One Seventy-One, Mother's Introspection
The problem of the child losing three and four has not changed, 6.1 took out the camera and did not get it back, asked several times and said that a child helped to hold it, but this and that reason has not been taken back until now, I am very angry when I get up early, where does this character come from? Thousands of dollars of camera lost and did not see the hurry, alas!
Ever since Doudou began to rebel, my patience has been put to the test of "severe", constantly reminding myself to be tolerant and kind to my children, but I am often provoked by this unsatisfactory life. Pen × fun × Pavilion www. biquge。 info
So he is often blaming the child, saying "how are you ......", "what are you doing...... or "are you .......", "can you ......?" every tone is impatient, reproachful, and reprimanded. I also know that this is not good, very bad, but I can't help but get angry when I am always faced with the mess of the environment and her nonchalant attitude.
Every day, I will remind myself to change, to treat the child calmly and tolerantly, accompany her through adolescence smoothly, and I can't help but be temperamental every time I face the child.
Yesterday, I saw the child's talk, saying that I disliked her, saying that it was always thankless and always disliked, so it was better not to be a good child.

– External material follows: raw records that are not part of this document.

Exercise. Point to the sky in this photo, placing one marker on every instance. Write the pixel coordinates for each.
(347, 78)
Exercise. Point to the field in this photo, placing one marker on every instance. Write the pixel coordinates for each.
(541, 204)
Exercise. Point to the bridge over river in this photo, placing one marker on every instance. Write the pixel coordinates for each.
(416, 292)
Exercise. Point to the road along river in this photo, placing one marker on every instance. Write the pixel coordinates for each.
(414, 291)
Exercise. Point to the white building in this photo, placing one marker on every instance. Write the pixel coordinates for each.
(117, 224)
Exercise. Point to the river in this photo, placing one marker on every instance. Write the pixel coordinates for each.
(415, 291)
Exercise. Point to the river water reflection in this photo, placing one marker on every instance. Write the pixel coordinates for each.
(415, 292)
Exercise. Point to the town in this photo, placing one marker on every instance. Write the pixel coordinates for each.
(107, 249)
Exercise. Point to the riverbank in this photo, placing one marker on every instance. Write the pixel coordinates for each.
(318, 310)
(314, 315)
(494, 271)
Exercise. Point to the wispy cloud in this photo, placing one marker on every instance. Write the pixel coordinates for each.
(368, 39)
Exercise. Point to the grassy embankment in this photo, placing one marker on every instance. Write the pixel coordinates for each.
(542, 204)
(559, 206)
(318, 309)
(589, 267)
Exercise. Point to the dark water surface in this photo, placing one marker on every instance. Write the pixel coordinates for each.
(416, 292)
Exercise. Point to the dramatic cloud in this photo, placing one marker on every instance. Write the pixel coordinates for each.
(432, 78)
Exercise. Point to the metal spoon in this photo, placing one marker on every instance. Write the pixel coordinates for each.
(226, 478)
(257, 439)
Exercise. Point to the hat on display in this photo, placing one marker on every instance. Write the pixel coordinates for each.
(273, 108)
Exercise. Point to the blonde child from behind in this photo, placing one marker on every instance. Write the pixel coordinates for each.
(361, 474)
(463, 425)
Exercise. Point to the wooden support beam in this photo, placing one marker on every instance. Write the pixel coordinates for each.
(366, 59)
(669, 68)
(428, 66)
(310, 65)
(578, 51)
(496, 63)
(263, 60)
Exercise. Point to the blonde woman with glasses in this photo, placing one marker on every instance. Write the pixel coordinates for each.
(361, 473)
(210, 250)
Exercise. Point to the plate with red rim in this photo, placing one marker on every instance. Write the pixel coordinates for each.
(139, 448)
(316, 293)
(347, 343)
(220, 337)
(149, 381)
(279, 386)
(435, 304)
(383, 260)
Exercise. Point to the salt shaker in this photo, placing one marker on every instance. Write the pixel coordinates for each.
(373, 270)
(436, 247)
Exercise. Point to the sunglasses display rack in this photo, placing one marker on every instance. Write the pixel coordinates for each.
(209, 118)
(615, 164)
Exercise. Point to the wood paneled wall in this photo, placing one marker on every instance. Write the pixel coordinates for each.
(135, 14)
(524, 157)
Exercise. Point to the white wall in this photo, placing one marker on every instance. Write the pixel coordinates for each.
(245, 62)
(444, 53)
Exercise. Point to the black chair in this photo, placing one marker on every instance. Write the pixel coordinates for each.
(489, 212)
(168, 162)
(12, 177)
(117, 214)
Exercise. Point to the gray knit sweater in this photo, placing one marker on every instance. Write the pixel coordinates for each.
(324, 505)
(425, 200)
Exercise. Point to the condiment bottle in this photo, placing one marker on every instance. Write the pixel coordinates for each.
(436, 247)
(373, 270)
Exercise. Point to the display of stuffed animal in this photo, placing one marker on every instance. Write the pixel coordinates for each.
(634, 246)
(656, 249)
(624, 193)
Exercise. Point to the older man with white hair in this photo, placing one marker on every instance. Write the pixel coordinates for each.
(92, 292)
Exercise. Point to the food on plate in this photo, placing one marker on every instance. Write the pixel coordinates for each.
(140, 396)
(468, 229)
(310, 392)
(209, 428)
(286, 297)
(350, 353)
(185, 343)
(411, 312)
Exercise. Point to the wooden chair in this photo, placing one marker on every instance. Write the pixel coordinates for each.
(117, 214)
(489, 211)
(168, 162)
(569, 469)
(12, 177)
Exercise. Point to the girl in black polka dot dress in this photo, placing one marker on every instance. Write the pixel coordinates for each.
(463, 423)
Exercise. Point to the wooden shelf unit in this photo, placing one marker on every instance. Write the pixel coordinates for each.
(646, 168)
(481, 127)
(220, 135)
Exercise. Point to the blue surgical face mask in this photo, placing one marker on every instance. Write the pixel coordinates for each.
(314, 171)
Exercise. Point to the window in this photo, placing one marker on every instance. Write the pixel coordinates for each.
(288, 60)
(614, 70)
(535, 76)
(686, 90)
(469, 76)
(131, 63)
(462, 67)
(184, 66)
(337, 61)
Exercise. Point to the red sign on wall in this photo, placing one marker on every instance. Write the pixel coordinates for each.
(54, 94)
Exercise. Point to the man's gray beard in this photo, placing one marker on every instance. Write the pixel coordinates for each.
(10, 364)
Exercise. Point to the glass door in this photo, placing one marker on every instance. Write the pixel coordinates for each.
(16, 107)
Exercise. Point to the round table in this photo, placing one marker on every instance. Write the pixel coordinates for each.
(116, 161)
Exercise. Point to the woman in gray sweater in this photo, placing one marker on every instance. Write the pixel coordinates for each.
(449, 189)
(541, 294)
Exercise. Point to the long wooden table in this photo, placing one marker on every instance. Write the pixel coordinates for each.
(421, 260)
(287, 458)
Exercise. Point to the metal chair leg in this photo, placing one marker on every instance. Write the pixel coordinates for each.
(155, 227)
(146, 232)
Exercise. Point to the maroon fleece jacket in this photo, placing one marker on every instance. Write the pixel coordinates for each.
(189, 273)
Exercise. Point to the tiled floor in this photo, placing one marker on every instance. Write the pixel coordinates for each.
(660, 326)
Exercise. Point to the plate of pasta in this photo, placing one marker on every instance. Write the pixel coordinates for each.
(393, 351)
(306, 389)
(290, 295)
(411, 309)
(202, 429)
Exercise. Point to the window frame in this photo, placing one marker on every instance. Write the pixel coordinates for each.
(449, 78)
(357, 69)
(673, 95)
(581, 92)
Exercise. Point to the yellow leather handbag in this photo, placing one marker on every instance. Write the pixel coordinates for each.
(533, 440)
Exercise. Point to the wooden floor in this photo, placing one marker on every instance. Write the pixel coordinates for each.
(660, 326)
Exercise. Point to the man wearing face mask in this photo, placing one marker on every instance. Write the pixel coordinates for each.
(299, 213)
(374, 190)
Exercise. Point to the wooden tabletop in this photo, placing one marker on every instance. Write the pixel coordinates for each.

I feel very bad in my heart, maybe my expression is like many Chinese parents, obviously 10,000 love, but 10,000 reproaches. Although I understand that this is not good, I am constantly correcting and improving, and when the child reaches the rebellious stage, I have no patience and often face the child in a tone of lesson and blame. From today on, I want to go back to the way she was when she was a child, no longer demanding and forcing the child, I want to express my true love to the child, and let her experience the warmest and intimate love in the world.
Yesterday I saw her write to her father: I wish the Father of Heaven a happy holiday! I couldn't help but burst into tears, she needs love, care, and mother's warmth and love so much, but I often can't satisfy her, how lonely should a child be?
Life is not satisfactory, the past has happened irreversibly, I must treat my child well, let her grow up happily under my care.